Phase 5 – Publisher & agent path (optional but powerful)

12. Query with leverage
Your pitch becomes:

Previously published novelist and award-winning RPG designer seeking representation…

That line opens doors.

13. Attend pitch events

  • Online agent pitch days
  • Publisher open calls
  • Game publisher submission periods

You’re already closer than most people who dream about this stuff. The next step is just making the industry aware you exist.


STEP THREE - Reflect on the plan and your performance


REFLECTIONS

Initial comments

I feel very encouraged to learn I am a starting pro and not starting at zero. Still, lots of work to be done while juggling family and the day job.

 

Phase 1 – I have done so so with this and need to turn this into a routine, as well as organize my presence better.

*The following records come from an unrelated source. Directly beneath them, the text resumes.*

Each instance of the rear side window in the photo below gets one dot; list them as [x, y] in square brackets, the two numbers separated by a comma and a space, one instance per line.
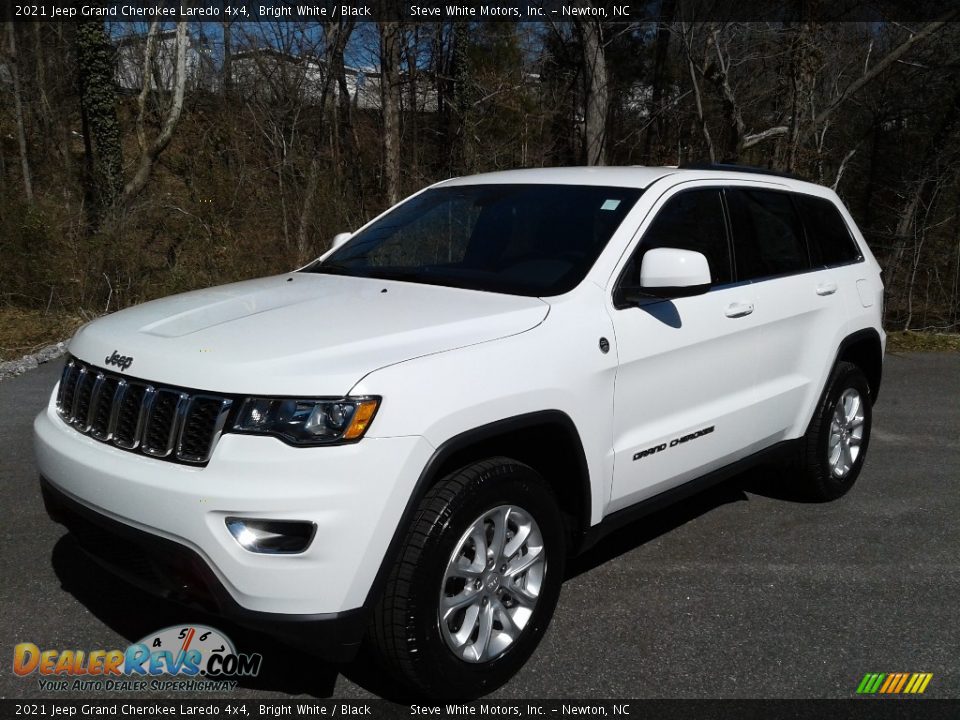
[827, 233]
[767, 235]
[691, 220]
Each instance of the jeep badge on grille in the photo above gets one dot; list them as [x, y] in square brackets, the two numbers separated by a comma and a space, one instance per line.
[121, 361]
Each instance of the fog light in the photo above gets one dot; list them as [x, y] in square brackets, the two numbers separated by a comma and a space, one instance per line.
[274, 537]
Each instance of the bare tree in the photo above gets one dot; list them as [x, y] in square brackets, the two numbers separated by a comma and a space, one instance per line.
[103, 157]
[149, 152]
[18, 111]
[596, 96]
[390, 36]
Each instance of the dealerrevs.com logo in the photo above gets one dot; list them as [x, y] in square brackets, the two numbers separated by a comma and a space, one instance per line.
[894, 683]
[202, 657]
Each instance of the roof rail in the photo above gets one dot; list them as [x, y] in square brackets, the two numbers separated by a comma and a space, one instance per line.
[733, 167]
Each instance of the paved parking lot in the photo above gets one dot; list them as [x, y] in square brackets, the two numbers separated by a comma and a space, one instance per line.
[741, 592]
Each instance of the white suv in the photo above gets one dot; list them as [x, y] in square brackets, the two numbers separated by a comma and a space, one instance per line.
[403, 441]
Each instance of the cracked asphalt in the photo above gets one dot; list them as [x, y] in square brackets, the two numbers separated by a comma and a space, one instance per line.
[740, 592]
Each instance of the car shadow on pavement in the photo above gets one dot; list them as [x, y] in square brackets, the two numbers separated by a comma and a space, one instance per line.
[762, 480]
[134, 614]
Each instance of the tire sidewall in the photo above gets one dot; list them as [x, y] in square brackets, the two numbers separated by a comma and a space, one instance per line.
[846, 377]
[433, 662]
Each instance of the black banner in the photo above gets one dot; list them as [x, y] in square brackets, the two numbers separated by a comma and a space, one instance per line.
[899, 709]
[479, 11]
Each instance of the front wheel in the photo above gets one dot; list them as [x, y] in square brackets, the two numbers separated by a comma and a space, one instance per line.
[477, 582]
[835, 445]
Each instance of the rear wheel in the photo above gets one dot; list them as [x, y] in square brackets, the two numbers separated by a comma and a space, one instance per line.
[835, 445]
[477, 582]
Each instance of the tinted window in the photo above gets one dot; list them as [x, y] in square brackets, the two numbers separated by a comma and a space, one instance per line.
[767, 239]
[519, 239]
[828, 235]
[692, 220]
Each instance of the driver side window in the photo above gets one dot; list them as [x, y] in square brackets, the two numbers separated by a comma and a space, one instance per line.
[691, 220]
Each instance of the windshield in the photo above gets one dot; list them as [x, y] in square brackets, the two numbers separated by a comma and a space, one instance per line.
[536, 240]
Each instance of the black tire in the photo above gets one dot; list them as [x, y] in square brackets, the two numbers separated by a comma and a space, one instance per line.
[406, 628]
[819, 479]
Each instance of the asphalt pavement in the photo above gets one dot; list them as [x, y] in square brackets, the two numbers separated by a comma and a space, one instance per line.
[740, 592]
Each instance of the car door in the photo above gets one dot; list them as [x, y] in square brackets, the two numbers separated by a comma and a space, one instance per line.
[799, 311]
[685, 380]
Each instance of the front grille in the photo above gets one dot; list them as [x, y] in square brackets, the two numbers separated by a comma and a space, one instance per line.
[162, 422]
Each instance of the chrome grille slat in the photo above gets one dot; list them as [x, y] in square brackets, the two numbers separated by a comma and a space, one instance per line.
[87, 422]
[77, 386]
[162, 422]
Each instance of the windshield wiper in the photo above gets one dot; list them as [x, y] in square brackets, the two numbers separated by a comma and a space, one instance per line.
[334, 269]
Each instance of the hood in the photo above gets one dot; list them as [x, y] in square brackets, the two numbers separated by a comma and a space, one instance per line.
[296, 334]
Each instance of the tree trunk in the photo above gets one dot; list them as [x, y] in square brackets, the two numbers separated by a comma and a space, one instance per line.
[227, 76]
[596, 93]
[390, 105]
[659, 76]
[18, 111]
[149, 155]
[461, 155]
[95, 64]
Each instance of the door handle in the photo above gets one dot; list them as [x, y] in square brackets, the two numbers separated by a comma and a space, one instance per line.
[738, 309]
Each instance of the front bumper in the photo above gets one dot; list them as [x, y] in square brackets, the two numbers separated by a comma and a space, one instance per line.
[355, 494]
[174, 572]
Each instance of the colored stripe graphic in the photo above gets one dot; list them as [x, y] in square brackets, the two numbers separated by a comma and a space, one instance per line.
[894, 683]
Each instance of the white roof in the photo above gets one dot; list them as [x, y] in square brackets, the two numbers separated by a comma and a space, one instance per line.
[637, 176]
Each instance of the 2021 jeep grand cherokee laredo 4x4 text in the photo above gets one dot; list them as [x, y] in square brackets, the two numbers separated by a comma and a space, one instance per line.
[405, 439]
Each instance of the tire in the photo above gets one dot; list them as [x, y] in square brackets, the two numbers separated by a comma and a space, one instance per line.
[449, 626]
[835, 445]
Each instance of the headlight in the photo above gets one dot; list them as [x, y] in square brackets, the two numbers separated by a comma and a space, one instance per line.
[307, 422]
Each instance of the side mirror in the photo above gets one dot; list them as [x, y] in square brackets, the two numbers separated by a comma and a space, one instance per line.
[339, 239]
[670, 273]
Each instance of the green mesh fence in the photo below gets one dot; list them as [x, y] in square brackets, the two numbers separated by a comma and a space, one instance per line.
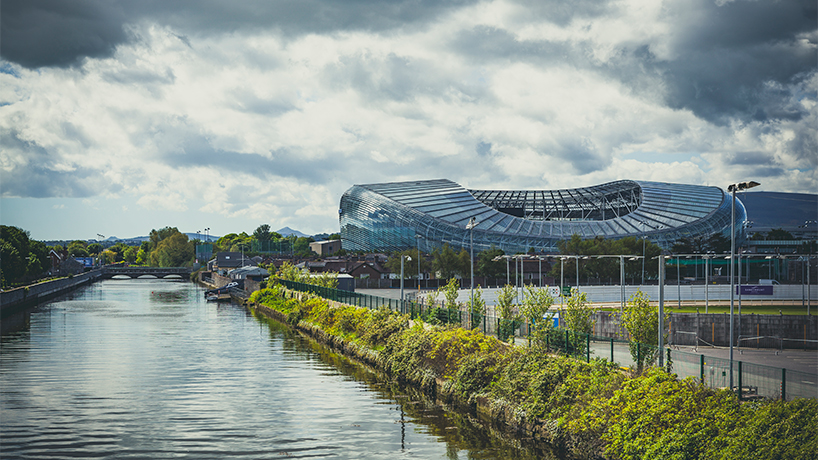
[755, 381]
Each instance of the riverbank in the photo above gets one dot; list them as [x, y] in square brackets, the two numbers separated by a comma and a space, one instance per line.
[586, 410]
[14, 300]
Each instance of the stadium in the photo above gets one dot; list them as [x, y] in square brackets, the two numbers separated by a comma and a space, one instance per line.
[400, 215]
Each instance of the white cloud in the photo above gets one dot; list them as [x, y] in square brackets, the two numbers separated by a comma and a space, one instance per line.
[272, 128]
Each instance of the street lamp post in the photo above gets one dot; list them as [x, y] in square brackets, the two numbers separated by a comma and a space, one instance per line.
[678, 282]
[732, 188]
[508, 266]
[661, 309]
[562, 279]
[418, 237]
[470, 226]
[402, 303]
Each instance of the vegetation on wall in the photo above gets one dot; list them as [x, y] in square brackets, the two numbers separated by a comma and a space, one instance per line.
[589, 410]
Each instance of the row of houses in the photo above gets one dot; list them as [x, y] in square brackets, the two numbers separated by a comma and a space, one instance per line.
[367, 266]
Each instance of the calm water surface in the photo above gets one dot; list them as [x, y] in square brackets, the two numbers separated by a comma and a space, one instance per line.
[148, 369]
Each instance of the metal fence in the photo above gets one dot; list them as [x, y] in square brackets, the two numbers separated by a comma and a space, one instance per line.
[755, 381]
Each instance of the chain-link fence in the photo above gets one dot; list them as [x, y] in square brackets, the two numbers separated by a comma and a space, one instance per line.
[752, 381]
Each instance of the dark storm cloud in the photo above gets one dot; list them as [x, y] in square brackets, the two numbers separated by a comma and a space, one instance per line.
[748, 158]
[37, 178]
[729, 55]
[35, 33]
[38, 33]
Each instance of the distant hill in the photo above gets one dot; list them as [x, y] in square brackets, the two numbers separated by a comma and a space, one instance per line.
[287, 231]
[202, 237]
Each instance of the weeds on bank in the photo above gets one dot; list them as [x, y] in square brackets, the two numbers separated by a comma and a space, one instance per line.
[590, 409]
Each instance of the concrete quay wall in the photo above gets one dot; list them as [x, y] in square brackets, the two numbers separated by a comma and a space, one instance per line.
[15, 299]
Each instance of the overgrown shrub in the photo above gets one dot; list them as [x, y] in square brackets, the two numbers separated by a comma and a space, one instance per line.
[593, 409]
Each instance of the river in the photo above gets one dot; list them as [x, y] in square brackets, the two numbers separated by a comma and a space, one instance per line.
[148, 369]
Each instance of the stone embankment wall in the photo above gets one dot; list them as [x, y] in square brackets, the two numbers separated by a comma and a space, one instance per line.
[15, 299]
[764, 331]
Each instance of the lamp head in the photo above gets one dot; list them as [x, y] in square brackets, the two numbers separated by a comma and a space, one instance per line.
[742, 186]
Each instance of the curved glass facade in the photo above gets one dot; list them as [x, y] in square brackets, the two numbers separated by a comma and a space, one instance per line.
[400, 215]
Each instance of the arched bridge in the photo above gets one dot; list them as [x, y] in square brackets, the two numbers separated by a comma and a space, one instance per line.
[136, 272]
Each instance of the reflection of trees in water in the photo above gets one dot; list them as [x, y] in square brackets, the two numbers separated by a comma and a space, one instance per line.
[461, 430]
[170, 296]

Phase 2 – Some great ideas here, such as what I learned from mistakes. Doing alright here, have to restart X even though I hate Elon Musk.

 

Phase 3 – I just started making connections so have to keep momentum up. Just did a live session at a game shop in Vancouver, but need to go to events. Still, I will avoid the USA for now.

 

Phase 4 – I’ve been on podcasts, need to package myself better.

Phase 5 – I’ve made some connections with industry, but seems hard to get into. I plan to publish independently first, but would be up for working for a game design company after that.

 

Overall, the advice is a solid A. My performance is B+, so I need to catch up!